Beurden veio ao Brasil especialmente para anunciar o início da operação conjunta da Shell com o BG Group, que começou oficialmente ontem. E deixou claro que o Brasil será um dos principais países do mundo para a companhia, que assume o posto de principal parceira da Petrobras na exploração do pré- sal.
QUADRUPLICAR PRODUÇÃO
A meta da empresa é quadruplicar a produção de petróleo no país até o fim desta década. Atualmente, Shell e BG produzem cerca de 194 mil barris de petróleo por dia. Quando considerada também a produção de gás natural, o número sobe para cerca de 240 mil barris de óleo equivalente.

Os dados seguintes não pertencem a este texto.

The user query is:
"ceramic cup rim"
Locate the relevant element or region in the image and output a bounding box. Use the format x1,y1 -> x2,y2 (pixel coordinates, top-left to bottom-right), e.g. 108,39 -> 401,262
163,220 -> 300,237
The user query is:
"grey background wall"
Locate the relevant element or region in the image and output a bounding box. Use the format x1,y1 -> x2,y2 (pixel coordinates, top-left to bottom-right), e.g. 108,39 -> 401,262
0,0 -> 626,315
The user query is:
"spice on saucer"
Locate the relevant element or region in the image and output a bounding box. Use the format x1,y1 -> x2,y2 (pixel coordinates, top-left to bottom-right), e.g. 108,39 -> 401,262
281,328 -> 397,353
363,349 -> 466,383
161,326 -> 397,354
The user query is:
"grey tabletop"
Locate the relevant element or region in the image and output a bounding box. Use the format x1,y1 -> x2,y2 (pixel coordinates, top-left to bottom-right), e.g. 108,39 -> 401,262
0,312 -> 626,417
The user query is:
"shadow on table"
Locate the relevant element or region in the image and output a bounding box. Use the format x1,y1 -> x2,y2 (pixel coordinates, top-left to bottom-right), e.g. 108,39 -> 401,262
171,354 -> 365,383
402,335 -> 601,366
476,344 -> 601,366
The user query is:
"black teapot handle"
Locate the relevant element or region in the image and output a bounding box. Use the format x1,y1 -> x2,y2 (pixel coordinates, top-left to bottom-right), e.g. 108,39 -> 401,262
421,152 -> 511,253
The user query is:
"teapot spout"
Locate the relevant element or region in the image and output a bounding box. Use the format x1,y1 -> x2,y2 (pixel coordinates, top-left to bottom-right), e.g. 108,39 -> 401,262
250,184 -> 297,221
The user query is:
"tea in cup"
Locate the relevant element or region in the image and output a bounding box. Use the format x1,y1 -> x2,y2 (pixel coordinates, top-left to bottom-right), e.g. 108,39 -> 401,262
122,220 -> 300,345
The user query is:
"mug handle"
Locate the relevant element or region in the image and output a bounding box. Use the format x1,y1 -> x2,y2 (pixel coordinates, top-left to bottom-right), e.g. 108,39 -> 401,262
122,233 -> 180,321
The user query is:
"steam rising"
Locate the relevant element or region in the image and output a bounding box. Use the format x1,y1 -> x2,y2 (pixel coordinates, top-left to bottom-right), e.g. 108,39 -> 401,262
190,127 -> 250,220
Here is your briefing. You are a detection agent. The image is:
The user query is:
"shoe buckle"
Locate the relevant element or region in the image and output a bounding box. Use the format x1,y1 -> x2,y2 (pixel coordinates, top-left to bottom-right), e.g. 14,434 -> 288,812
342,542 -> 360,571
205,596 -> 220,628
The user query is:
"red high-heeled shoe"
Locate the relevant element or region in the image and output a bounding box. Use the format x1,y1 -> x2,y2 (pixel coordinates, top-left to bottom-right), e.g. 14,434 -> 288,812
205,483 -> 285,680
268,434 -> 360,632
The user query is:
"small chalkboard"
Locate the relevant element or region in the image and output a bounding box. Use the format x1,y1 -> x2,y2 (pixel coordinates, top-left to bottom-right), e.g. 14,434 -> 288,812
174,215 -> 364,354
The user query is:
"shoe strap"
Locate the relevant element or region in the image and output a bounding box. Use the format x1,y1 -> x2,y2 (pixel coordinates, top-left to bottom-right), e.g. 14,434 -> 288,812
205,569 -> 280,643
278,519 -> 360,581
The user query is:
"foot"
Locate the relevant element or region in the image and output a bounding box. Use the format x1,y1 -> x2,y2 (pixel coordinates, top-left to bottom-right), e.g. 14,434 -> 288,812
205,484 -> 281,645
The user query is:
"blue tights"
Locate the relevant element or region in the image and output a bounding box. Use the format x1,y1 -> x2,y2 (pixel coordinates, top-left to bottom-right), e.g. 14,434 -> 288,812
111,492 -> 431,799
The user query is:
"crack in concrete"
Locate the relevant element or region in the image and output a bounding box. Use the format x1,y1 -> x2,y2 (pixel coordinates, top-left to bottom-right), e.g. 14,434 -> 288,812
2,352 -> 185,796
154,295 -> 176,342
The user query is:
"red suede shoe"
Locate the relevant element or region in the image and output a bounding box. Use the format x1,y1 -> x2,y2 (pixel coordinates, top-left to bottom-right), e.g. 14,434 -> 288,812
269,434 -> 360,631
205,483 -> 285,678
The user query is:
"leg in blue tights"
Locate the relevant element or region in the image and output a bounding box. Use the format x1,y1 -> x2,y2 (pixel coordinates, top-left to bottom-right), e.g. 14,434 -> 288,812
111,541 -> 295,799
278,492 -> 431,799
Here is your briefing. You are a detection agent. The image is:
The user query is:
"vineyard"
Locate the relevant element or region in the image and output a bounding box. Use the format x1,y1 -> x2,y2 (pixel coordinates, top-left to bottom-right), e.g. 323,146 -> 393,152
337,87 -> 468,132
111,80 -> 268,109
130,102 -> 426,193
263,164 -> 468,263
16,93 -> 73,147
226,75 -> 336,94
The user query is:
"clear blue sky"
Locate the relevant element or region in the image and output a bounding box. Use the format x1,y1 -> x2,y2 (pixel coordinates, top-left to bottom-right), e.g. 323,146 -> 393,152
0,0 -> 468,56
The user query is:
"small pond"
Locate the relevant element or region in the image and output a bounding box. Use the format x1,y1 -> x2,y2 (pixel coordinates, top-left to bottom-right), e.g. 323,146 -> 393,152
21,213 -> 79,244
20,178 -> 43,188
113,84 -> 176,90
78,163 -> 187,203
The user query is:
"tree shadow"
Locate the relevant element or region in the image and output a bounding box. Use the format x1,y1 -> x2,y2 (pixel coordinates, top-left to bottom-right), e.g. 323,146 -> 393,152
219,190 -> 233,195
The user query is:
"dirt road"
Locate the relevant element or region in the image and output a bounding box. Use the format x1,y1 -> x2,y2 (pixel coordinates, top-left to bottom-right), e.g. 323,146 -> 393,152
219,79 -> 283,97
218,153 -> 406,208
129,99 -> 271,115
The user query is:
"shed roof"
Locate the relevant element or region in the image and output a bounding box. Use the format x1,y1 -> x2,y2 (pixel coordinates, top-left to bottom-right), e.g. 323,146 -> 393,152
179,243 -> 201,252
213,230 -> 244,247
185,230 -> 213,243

Ao pagar US$ 70 bilhões pela BG, em abril de 2015, na maior fusão da indústria petrolífera em mais de uma década, a Shell se tornou a segunda empresa do ranking global do setor, encabeçado pela Exxon Mobil. Ontem foi o primeiro dia de operação conjunta das empresas, que passaram a ter uma única ação negociada em Bolsas de Valores. Em Londres, os papéis da empresa fecharam em alta de 0,95%.
A BG era a principal parceira da Petrobras em campos no pré- sal na Bacia de Santos, principalmente no campo de Lula, onde tem 25% de participação. Lula é o campo com maior produção no país — 442 mil barris diários — e reservas estimadas entre 5 bilhões e 8 bilhões de barris de petróleo. A Shell é sócia da Petrobras com 20% da área de Libra, no pré- sal da Bacia de Santos, com reservas estimadas entre entre 8 bilhões e 12 bilhões de barris de petróleo.
Segundo dados da Agência Nacional do Petróleo (ANP), a BG produziu em dezembro do ano passado 162 mil barris de petróleo por dia, perdendo apenas para a Petrobras. Incluindo o gás natural, a produção total da BG chegou a 205 mil barris diários de óleo equivalente. Já a Shell produziu 32,4 mil barris por dia, chegando a 34,4 mil barris equivalente com a inclusão do gás, ocupando a sétima posição no ranking nacional.
O presidente da Shell acredita que a Petrobras vai superar o atual momento difícil que atravessa em função das denúncias de corrupção.
— Acreditamos na força da Petrobras como empresa tecnicamente competente, mas que enfrenta momento difícil e conseguirá sair desse momento. Será uma empresa forte no futuro — afirmou.
O executivo informou, também, que esteve semana passada com a presidente Dilma Rousseff para apresentar o projeto de fusão da Shell com a BG. E disse acreditar nos fundamentos “sólidos” da economia e do mercado brasileiro.
— A presidente não precisa que eu lembre como esse setor é muito importante para o Brasil como fonte de receita. E como é importante investidores como nós terem o Brasil como país número um. A estabilidade da estrutura regulatória e fiscal é a preocupação de qualquer investidor — destacou.
MAIS 2.800 DEMISSÕES
Este ano, a Shell deve investir US$ 33 bilhões no mundo, mas Beurden não quis revelar quanto desse montante será destinado ao Brasil. Segundo o executivo, após a fusão com a BG, a empresa fará uma grande sinergia das atividades e demitirá 2.800 empregados no mundo. No ano passado, a Shell já tinha cortado 7.500 funcionários. O executivo destacou que a previsão é uma redução nos gastos de US$ 3,5 bilhões por ano até 2018.
Com a fusão, a Shell passará a ter operações importantes da BG não só no Brasil, mas também no leste da África, na Austrália, no Cazaquistão e no Egito.